CD19 CAR-T expressing PD-1/CD28 chimeric switch receptor as a salvage therapy for DLBCL patients treated with different CD19-directed CAR T-cell therapies

Yun Liang 1,#, Hui Liu 1,#, Zheming Lu 2,#, Wen Lei 1, Chaoting Zhang 2, Ping Li 3, Aibin Liang 3,, Ken H Young 4,, Wenbin Qian 1,5,6,
PMCID: PMC7885572  PMID: 33593414

Abstract

CD19-targeted chimeric antigen receptor T (CAR T) cell therapy is a promising option to treat relapsed/refractory diffuse large B-cell lymphoma (R/R DLBCL). However, the majority of CAR T-treated patients will eventually progress and require salvage treatment, for which there is no current standard. In this study, we analyzed data from 6 patients with R/R DLBCL who experienced progression following CD19-CAR T therapy, and then received CD19-specific CAR T cells that express a PD-1/CD28 chimeric switch-receptor (CD19-PD-1/CD28-CAR T) as salvage therapy at our institution. After the second infusion of CAR T cells, 3 of 6 patients achieved complete remissions and the duration of the response of responsive patients ranged from 8 to 25 months. One patient showed a stable disease. In contrast, 2/6 patients died on 60 days because of progression disease. Importantly, no severe neurologic toxicity or cytokine release syndrome was observed. These data suggest that CD19-PD-1/CD28-CAR-T cells, a novel anti-CD19 CAR-T cell therapy, elicit a potent and durable anticancer response, and can be used in the post-CD19-CAR T failure setting.

Supplementary Information

The online version contains supplementary material available at 10.1186/s13045-021-01044-y.

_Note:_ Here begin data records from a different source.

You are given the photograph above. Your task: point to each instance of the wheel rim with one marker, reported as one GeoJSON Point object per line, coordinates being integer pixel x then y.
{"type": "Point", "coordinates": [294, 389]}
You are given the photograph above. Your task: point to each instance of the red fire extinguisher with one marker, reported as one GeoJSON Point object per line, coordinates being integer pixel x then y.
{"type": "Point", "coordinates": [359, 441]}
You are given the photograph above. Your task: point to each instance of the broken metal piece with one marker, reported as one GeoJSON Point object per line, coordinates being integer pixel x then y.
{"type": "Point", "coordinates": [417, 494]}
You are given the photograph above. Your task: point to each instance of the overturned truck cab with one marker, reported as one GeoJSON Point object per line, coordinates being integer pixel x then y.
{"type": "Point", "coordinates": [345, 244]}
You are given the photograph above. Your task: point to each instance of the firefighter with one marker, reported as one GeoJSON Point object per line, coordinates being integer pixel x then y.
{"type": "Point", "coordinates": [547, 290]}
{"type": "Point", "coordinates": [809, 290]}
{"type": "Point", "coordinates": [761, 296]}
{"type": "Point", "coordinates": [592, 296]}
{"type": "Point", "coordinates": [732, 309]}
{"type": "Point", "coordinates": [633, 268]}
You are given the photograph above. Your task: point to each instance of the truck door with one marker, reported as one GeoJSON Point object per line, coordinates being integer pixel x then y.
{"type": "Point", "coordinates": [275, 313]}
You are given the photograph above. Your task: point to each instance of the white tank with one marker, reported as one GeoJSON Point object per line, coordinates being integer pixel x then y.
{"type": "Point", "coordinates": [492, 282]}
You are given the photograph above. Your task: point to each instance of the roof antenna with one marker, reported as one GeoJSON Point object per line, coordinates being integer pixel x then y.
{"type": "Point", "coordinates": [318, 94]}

Keywords: DLBCL, CAR T cell therapy, PD-1/CD28 chimeric switch receptor, Salvage therapy


To the Editor:

CD19-specific CAR T cell therapy has significantly improved the outcome of patients with R/R DLBCL, resulting in durable remissions in approximately 40% of heavily pretreated patients. Despite these encouraging results, nearly half of the patients could not achieve durable response after CD19-CAR T therapy and a significant proportion of patients will eventually relapse and develop treatment-refractory, fatal disease [14]. Recently, Spiegel et al. [5] reported on outcomes of large B-cell lymphoma patients who experienced progression following CD19-CAR T (Axicabtagene ciloleucel, axi-cel). The results showed that median overall survival (OS) from date of progression disease was 180 days (95% CI 105–242). Until now, there is no recommended therapeutic schedule for this fatal disease.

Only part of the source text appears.